Au sein des équipes, le dialogue et la prière nous font vivre au rythme des rencontres ce souci de l’autre, cette fraternité qui s’apprend petit à petit et qui édifie chacun de nous. Ainsi, tous peuvent y être accueillis et se sentir à leur place, y compris ceux qui ne se voient pas comme des « représentants de l’Eglise », y compris les sœurs et les frères qui doutent ou qui ne dirigent pas leurs pas vers « Jérusalem » et se perçoivent même parfois comme « périphériques », voire qui croient marcher dans le mauvais sens.

Dans un monde où chacun prétend apporter des solutions toutes plus efficaces les unes que les autres, notre rôle n’est pas nécessairement là. Avec notre talent, ne serait-il pas plutôt d’entretenir la flamme du dialogue et de la discussion, sans avoir peur ni de marcher dans le mauvais sens, ni d’écouter ceux qui se croient perdus ? La foi, la tradition et la spiritualité de notre mouvement nous donnent des « outils », des manières d’être et non des réponses toutes faites. Le discernement, la fraternité, l’humilité ne sont jamais des solutions simples et prêtes à l’emploi.

Sommes-nous prêts, au nom de notre engagement et du talent qui nous a été confié, à être des acteurs du dialogue et de la discussion : dialogue avec la société dans sa diversité, dialogue avec les autorités, dialogue avec les sciences et avec les cultures, dialogue avec les autres croyants, dialogue avec ceux qui résident dans les périphéries ?

Pistes de réflexions

Comprendre les ruptures

  • Quelles sont mes expériences de l’Eglise, à la fois comme institution et comme communauté de fidèles ?
  • Parmi elles, lesquelles me font dire que l’Eglise a besoin de se transformer ?

Espérer pour demain

  • Parmi ces expériences d’Eglise, lesquelles ont eu pour moi la saveur de l’Eglise que je voudrais voir émerger ou se continuer demain ?
  • Est-ce que le MCC, dans sa spiritualité et dans la vie concrète en équipe constitue l’une de ces expériences ?
  • Comment est-ce que je cultive la mémoire et m’engage pour que perdure ces expériences d’Eglise ?

Agir dès aujourd’hui

  • Quels talents puis-je mobiliser pour « faire bouger l’Eglise » ?
  • Au sein du MCC, en équipes, en régions, quelles initiatives peuvent apparaitre comme des signes de dialogue avec ceux qui sont différents de nous ?

Pour aller plus loin, quelques références

Le pape François a pris de nombreuses fois positions pour une « transition ecclésiale ». Dès 2013, dans sa première Exhortation apostolique, La Joie de l’Evangile, on peut lire :

43 : « Aujourd’hui, certains usages, très enracinés dans le cours de l’histoire, ne sont plus désormais interprétés de la même façon et leur message n’est pas habituellement perçu convenablement.
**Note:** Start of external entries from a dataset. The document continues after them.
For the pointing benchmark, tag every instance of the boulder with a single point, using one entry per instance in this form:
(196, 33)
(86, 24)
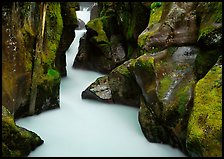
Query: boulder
(204, 131)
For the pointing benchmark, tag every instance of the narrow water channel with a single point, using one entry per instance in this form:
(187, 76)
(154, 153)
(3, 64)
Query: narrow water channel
(87, 128)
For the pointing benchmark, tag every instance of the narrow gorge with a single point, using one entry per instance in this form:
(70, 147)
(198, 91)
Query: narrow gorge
(112, 79)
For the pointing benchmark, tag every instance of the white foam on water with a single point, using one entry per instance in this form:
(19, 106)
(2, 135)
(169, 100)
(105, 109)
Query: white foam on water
(84, 128)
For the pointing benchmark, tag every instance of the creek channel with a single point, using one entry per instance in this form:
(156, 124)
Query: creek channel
(88, 128)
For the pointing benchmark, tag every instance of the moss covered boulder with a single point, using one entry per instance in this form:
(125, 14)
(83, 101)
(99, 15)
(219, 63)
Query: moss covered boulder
(167, 81)
(31, 35)
(204, 132)
(119, 86)
(111, 37)
(210, 36)
(17, 141)
(170, 24)
(99, 50)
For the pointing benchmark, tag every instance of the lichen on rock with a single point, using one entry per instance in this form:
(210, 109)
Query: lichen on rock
(17, 141)
(204, 132)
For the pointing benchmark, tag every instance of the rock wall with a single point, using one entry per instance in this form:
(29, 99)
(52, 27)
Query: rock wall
(17, 141)
(111, 38)
(176, 52)
(33, 45)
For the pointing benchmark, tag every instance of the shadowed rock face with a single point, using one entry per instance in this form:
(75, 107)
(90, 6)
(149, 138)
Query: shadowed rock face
(167, 85)
(204, 132)
(28, 60)
(118, 86)
(99, 90)
(111, 38)
(17, 141)
(180, 45)
(176, 25)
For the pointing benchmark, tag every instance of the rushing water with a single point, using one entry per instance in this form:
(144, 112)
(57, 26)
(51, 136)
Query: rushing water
(82, 128)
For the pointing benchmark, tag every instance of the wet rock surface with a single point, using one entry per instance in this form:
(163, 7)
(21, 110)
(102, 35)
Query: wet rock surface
(17, 141)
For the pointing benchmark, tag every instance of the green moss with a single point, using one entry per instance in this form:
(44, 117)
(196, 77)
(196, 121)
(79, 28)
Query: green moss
(164, 86)
(97, 26)
(53, 73)
(182, 97)
(145, 62)
(53, 31)
(208, 21)
(156, 13)
(205, 123)
(122, 70)
(16, 141)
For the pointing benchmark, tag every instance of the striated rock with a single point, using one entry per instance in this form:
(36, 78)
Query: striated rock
(99, 90)
(204, 132)
(210, 36)
(30, 81)
(166, 80)
(81, 25)
(171, 24)
(119, 86)
(17, 141)
(106, 53)
(111, 36)
(70, 23)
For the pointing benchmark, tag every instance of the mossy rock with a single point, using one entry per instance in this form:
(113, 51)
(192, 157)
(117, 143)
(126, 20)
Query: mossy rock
(123, 86)
(100, 36)
(210, 15)
(17, 141)
(204, 133)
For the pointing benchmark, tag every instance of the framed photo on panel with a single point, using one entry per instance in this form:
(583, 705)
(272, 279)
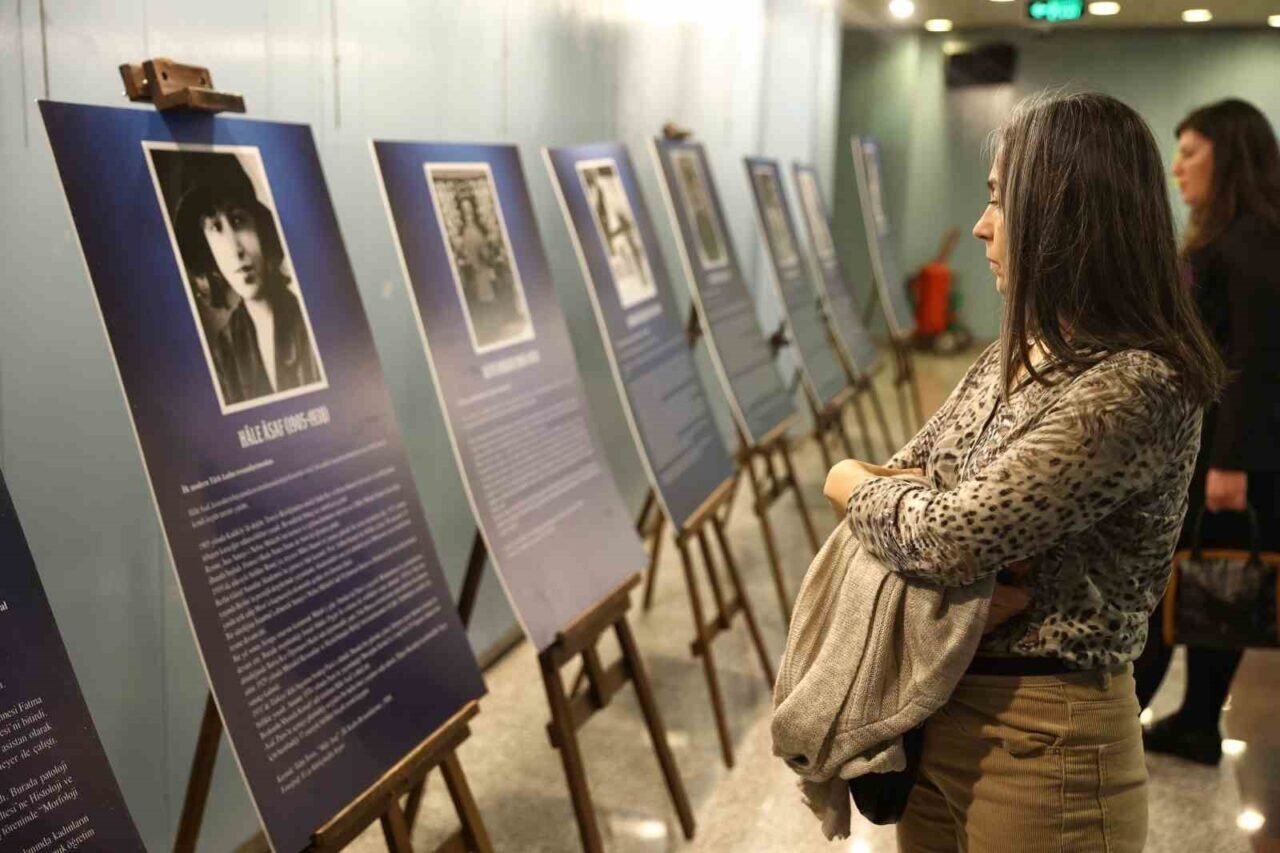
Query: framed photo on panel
(644, 336)
(837, 296)
(739, 347)
(539, 486)
(819, 364)
(295, 527)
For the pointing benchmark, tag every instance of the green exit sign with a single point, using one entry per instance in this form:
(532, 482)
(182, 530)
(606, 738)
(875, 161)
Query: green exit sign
(1055, 10)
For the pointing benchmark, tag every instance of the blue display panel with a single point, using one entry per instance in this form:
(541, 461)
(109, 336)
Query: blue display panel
(819, 365)
(837, 296)
(293, 523)
(880, 238)
(644, 334)
(737, 346)
(540, 489)
(56, 788)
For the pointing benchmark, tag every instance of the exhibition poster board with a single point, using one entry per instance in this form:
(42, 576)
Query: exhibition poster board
(819, 364)
(56, 788)
(739, 347)
(274, 459)
(880, 238)
(837, 296)
(535, 474)
(644, 334)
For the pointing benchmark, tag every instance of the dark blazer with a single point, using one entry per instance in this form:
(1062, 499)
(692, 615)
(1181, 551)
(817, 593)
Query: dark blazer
(240, 365)
(1238, 288)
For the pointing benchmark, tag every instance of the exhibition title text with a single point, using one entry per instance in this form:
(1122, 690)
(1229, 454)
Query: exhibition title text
(269, 430)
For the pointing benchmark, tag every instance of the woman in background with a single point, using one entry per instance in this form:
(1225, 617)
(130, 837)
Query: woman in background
(1065, 451)
(1228, 172)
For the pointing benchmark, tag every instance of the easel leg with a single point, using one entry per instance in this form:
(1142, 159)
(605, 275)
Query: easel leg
(762, 514)
(917, 400)
(860, 420)
(837, 420)
(717, 591)
(652, 574)
(703, 647)
(799, 492)
(657, 729)
(396, 830)
(882, 422)
(748, 610)
(819, 433)
(901, 389)
(465, 804)
(201, 779)
(571, 757)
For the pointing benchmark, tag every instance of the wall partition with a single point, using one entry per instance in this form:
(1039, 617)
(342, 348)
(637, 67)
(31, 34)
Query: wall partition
(749, 76)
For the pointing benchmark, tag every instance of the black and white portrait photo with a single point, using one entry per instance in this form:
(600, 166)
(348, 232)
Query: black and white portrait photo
(775, 215)
(698, 206)
(484, 269)
(816, 214)
(248, 308)
(616, 226)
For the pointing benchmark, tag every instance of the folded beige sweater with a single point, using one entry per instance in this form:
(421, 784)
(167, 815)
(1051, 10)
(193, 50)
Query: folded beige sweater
(869, 656)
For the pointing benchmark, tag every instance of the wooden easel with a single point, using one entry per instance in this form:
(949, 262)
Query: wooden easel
(176, 86)
(379, 802)
(767, 488)
(593, 689)
(728, 603)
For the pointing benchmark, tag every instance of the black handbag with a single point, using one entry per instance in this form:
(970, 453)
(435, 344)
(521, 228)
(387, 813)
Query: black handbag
(1224, 597)
(882, 797)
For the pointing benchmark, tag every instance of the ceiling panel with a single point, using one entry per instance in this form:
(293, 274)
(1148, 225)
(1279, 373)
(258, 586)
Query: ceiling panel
(1133, 13)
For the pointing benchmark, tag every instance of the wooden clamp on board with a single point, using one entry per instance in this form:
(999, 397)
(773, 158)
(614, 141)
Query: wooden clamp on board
(170, 85)
(592, 692)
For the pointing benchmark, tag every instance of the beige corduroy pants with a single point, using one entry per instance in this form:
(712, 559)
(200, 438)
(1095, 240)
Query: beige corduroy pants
(1031, 765)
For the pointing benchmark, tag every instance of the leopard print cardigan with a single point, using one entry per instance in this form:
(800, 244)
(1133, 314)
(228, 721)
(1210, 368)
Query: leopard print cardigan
(1086, 477)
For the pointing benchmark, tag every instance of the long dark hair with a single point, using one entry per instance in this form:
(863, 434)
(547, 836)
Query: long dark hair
(1246, 169)
(1092, 263)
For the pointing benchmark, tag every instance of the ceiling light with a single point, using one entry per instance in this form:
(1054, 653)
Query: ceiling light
(1251, 820)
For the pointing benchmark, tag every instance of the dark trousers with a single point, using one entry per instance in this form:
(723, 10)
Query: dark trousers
(1208, 670)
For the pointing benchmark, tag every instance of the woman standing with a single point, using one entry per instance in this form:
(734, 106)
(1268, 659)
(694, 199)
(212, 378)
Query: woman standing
(1228, 172)
(1066, 450)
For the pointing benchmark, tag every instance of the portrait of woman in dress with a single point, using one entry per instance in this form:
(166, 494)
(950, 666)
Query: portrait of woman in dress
(252, 318)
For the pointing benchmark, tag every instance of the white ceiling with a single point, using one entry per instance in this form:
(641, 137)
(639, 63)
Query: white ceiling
(1133, 13)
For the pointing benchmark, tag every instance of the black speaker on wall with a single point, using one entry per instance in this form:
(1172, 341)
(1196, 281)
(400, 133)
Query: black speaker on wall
(982, 64)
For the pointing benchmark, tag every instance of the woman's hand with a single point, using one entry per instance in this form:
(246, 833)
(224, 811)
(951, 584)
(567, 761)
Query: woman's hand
(849, 474)
(1226, 491)
(1009, 600)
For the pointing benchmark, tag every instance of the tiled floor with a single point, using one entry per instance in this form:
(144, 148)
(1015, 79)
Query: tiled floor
(520, 788)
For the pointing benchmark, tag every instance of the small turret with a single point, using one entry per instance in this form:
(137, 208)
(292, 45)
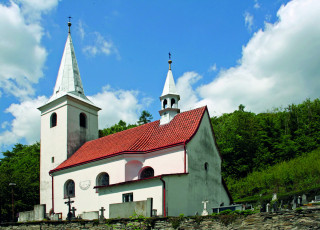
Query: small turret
(169, 98)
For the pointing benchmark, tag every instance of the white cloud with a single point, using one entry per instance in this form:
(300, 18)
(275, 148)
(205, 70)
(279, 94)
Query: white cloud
(101, 46)
(22, 57)
(256, 4)
(81, 29)
(188, 97)
(213, 68)
(117, 105)
(279, 65)
(25, 124)
(33, 9)
(248, 20)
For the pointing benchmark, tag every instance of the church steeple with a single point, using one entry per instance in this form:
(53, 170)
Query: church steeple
(68, 79)
(169, 98)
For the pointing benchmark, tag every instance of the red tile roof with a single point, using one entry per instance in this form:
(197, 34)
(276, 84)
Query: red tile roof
(141, 139)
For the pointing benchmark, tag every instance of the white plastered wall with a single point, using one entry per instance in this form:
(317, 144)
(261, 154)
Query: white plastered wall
(86, 199)
(55, 141)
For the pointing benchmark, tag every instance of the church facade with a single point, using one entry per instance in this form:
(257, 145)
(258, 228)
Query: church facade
(175, 160)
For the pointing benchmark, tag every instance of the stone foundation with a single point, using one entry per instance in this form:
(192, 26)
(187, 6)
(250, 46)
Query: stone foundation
(305, 219)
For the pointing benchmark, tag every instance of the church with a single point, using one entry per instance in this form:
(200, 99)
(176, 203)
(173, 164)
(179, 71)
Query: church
(173, 163)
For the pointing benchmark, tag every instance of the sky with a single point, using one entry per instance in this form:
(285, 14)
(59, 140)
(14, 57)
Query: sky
(263, 54)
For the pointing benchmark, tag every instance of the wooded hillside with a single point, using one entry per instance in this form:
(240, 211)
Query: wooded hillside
(256, 151)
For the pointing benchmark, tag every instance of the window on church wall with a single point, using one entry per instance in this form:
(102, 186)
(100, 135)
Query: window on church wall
(127, 197)
(53, 120)
(69, 189)
(83, 120)
(206, 166)
(165, 103)
(103, 179)
(173, 103)
(147, 173)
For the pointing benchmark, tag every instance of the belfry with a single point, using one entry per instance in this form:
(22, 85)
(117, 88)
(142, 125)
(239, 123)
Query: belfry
(169, 98)
(68, 120)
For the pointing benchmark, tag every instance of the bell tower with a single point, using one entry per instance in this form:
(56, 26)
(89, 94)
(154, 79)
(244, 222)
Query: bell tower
(68, 120)
(169, 98)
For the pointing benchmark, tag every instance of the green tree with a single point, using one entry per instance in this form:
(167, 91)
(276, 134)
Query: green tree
(19, 166)
(145, 117)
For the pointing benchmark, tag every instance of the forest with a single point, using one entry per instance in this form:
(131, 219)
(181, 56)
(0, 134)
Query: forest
(275, 151)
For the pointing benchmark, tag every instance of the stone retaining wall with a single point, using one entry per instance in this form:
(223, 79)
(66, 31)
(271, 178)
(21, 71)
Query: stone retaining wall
(306, 219)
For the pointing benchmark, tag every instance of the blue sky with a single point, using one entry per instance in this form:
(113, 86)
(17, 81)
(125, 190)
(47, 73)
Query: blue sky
(259, 53)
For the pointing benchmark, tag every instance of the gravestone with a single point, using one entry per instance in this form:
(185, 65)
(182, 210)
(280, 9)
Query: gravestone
(101, 217)
(304, 199)
(73, 212)
(69, 202)
(274, 197)
(275, 206)
(294, 202)
(204, 212)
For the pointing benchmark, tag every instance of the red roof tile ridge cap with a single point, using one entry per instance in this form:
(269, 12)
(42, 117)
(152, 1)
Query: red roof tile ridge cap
(113, 155)
(127, 130)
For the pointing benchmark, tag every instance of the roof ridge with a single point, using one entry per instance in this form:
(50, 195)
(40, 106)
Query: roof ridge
(144, 137)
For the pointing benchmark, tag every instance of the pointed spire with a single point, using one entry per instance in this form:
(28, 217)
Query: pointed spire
(169, 85)
(68, 79)
(169, 98)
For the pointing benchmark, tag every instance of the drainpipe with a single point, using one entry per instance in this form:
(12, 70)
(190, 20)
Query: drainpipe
(52, 184)
(185, 157)
(164, 196)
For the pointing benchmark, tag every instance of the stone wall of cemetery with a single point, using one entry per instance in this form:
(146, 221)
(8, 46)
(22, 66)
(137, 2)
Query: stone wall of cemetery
(302, 219)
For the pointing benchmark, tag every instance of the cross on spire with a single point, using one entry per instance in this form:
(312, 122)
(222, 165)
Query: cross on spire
(69, 23)
(169, 61)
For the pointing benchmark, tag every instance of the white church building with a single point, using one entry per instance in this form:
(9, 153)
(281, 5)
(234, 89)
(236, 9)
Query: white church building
(174, 160)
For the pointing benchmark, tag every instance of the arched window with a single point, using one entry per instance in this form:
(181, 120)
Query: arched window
(53, 120)
(69, 189)
(206, 166)
(103, 179)
(83, 120)
(165, 103)
(173, 101)
(146, 173)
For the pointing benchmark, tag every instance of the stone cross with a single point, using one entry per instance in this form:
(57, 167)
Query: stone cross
(73, 211)
(69, 202)
(102, 209)
(205, 212)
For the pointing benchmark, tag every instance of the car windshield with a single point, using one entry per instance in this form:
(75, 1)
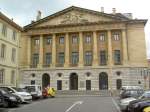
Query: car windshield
(30, 88)
(19, 89)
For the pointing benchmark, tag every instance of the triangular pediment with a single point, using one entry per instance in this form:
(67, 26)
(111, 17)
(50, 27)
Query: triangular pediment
(75, 15)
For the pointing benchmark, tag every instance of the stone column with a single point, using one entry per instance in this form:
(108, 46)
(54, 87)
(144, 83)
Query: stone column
(95, 52)
(66, 50)
(81, 62)
(41, 52)
(29, 55)
(110, 55)
(124, 43)
(54, 50)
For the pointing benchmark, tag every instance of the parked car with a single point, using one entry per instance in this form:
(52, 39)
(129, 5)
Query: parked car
(25, 96)
(34, 90)
(129, 95)
(139, 104)
(147, 109)
(8, 99)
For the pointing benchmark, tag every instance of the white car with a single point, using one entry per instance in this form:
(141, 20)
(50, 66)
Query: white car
(25, 96)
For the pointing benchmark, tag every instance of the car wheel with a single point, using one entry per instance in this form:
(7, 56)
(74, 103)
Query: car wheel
(6, 104)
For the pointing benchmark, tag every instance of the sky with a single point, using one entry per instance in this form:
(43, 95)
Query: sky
(24, 11)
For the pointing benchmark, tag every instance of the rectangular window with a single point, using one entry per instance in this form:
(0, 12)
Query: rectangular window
(61, 40)
(4, 30)
(12, 77)
(61, 58)
(116, 36)
(36, 41)
(102, 37)
(13, 58)
(49, 40)
(35, 59)
(103, 58)
(88, 39)
(14, 35)
(74, 39)
(2, 72)
(88, 58)
(75, 58)
(48, 60)
(117, 57)
(3, 51)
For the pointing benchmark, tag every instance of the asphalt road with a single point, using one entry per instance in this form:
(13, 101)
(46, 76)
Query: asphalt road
(71, 104)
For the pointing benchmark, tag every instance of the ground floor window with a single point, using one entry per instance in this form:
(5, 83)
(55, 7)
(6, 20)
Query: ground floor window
(2, 72)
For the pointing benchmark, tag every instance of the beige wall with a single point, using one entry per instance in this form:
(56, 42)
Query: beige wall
(6, 63)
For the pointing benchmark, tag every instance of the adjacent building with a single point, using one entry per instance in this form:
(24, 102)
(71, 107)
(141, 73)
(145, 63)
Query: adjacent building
(10, 34)
(81, 49)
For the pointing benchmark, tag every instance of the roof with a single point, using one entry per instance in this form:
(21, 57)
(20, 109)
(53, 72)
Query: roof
(9, 21)
(117, 16)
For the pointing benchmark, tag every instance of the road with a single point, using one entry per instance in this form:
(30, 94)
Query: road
(70, 104)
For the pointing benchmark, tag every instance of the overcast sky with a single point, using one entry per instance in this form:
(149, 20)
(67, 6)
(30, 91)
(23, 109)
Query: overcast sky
(23, 11)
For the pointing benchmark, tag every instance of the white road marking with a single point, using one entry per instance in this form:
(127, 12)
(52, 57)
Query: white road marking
(116, 105)
(75, 103)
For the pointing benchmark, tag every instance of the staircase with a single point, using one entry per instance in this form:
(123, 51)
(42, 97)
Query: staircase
(102, 93)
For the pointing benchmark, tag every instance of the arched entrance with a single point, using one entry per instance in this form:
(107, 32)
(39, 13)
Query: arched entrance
(103, 81)
(118, 83)
(45, 80)
(73, 81)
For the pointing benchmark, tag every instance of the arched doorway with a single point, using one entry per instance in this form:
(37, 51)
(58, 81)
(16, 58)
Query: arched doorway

Ils peuvent être beaux, cependant maintenant ils ne rendent pas le même service pour la transmission de l’Évangile. »

238 : « Le dialogue social comme contribution à la Paix : L’Évangélisation implique aussi un chemin de dialogue. Pour l’Église, en particulier, il y a actuellement trois champs de dialogue où elle doit être présente, pour accomplir un service en faveur du plein développement de l’être humain et procurer le bien commun : le dialogue avec les États, avec la société – qui inclut le dialogue avec les cultures et avec les sciences – et avec les autres croyants qui ne font pas partie de l’Église catholique. »

239 : « Nous n’avons pas besoin d’un projet de quelques-uns destiné à quelques-uns, ou d’une minorité éclairée ou qui témoigne et s’approprie un sentiment collectif. Il s’agit d’un accord pour vivre ensemble, d’un pacte social et culturel. »

2014, dans son Discours de Noel à la Curie romaine, le Pape se veut lucide et sévère en constatant que le gouvernement de l’Eglise est exposé aux maladies, aux dysfonctionnements, aux infirmités. Il en dénombre une quinzaine « qui affaiblissent le service du Seigneur» : la maladie du pouvoir, le complexe des élus, l’agitation, la pétrification mentale qui engendre la perte de sensibilité humaine, la perte des sentiments envers son prochain, etc.

2014, Discours du Pape François aux Mouvements populaires (oct. 2014) : « Nous voulons que l’on écoute votre voix qui, en général, est peu entendue. Sans doute parce qu’elle gêne, sans doute parce que votre cri dérange, sans doute parce que l’on a peur du changement que vous exigez, mais sans votre présence, sans aller réellement dans les périphéries, les bonnes intentions et les projets que nous écoutons souvent dans les conférences internationales restent limitées au domaine des idées, c’est mon projet. »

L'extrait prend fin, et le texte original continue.